The motto of the Harvard Glee Club is "cantantes licet usque eamus." This appears to be an approximate quote from Virgil's Eclogue 9, lines 63-64:

aut si, nox pluviam ne colligat ante, veremur, cantantes licet usque (minus via laedit) eamus;

I want to make sure I understand the syntax of the second line. Now that I know more Latin I am guessing it is unusual in order to fit the meter, but want to make sure I am not making unwarranted assumpion.

The explanation of the quote I recall is something like: "It is fitting that we go forth singing, for it makes the road less weary." Now that I understand more Latin, the phrase seems to mean something slightly different. I understand the two lines to mean: "Or if we fear lest the rain hinder us beforehand, it is fitting that we go singing as far as we may go. It makes the road less wearying." Is this correct?

Could someone explain the syntax of the second line? What, if anything, does "licet" govern? Is "minus via laedit" an independent sentence from everything else? I see that the editors used the striking device of putting this phrase in parentheses, presumably because it is odd to separate "usque" from the verb it governs. Is this assumption correct?

Is the sentence intended to mean the same as: "Licet ut cantemus usque eamus. Minus via laedit?

I don't need answers to each specific question, but just wanted to explain fully what I find doubtful about the syntax.

1 Answer 1


Licet often occurs with a bare subjunctive without ut: see examples in section 1δ of the L&S entry. In this case, that subjunctive is eamus, so the line is equivalent to

licet ut cantantes usque eamus "We may go singing all the way" (lit. "It is allowed/possible/etc. that we go...")

As for minus via laedit, yes, it seems to be a syntactically independent sentence inserted parenthetically into the line. This is certainly unusual, but it isn't unparalleled -- there are other instances of this device in Latin verse, and specifically in Vergil (at least I seem to recall coming across it in the Aeneid).

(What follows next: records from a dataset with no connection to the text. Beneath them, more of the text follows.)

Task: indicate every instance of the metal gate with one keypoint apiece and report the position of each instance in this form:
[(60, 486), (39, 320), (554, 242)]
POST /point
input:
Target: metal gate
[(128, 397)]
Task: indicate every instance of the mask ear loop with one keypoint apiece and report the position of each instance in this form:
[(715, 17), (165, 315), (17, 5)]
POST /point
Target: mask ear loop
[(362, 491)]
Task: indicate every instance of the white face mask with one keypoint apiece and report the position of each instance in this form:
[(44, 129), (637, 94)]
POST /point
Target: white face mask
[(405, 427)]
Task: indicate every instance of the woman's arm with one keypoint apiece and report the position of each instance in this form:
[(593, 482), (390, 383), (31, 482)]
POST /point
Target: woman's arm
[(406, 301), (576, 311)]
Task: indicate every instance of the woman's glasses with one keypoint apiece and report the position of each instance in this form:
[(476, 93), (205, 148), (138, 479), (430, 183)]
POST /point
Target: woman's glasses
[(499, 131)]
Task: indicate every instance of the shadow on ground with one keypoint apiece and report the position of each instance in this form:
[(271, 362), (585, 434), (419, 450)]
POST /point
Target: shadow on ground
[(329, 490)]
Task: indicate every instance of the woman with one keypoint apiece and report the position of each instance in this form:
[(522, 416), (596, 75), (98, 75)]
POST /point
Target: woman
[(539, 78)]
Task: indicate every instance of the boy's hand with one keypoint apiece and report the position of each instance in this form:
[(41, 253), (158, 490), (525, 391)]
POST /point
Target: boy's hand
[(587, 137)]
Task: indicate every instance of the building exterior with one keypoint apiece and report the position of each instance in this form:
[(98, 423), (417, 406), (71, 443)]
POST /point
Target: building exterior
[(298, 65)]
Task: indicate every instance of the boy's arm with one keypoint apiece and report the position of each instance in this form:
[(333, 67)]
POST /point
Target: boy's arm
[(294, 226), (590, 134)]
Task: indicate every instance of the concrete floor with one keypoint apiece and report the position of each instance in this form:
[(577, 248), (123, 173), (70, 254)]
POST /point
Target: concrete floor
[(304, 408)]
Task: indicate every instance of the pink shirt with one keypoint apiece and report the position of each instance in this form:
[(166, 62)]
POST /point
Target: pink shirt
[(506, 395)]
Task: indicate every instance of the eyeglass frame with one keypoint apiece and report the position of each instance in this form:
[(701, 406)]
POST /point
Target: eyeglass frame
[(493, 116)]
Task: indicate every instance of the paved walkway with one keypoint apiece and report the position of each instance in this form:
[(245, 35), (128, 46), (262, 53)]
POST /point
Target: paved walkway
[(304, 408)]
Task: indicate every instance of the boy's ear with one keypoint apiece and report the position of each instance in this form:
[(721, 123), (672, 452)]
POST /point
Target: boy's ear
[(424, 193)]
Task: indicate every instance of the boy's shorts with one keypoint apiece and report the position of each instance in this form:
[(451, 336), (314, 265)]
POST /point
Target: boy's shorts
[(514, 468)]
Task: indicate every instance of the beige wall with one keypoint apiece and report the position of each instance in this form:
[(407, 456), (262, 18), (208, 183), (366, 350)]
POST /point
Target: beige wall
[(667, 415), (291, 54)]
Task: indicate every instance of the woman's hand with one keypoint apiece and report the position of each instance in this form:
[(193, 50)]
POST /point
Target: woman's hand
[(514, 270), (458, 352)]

  • Thanks for the response. Would I be correct to assume, then, that "usque" does not need some sort of complement of place or time? That is what it seems to say in Lewis & Short under definition II.B,2 (perseus.tufts.edu/hopper/morph?l=usque&la=la#lexicon), where it even has my sentence as a reference. I don't readily understand the examples, however. Commented Nov 21, 2021 at 19:33
  • @Vegawatcher That's right -- it usually does take such a complement, but there are occasional cases where it doesn't.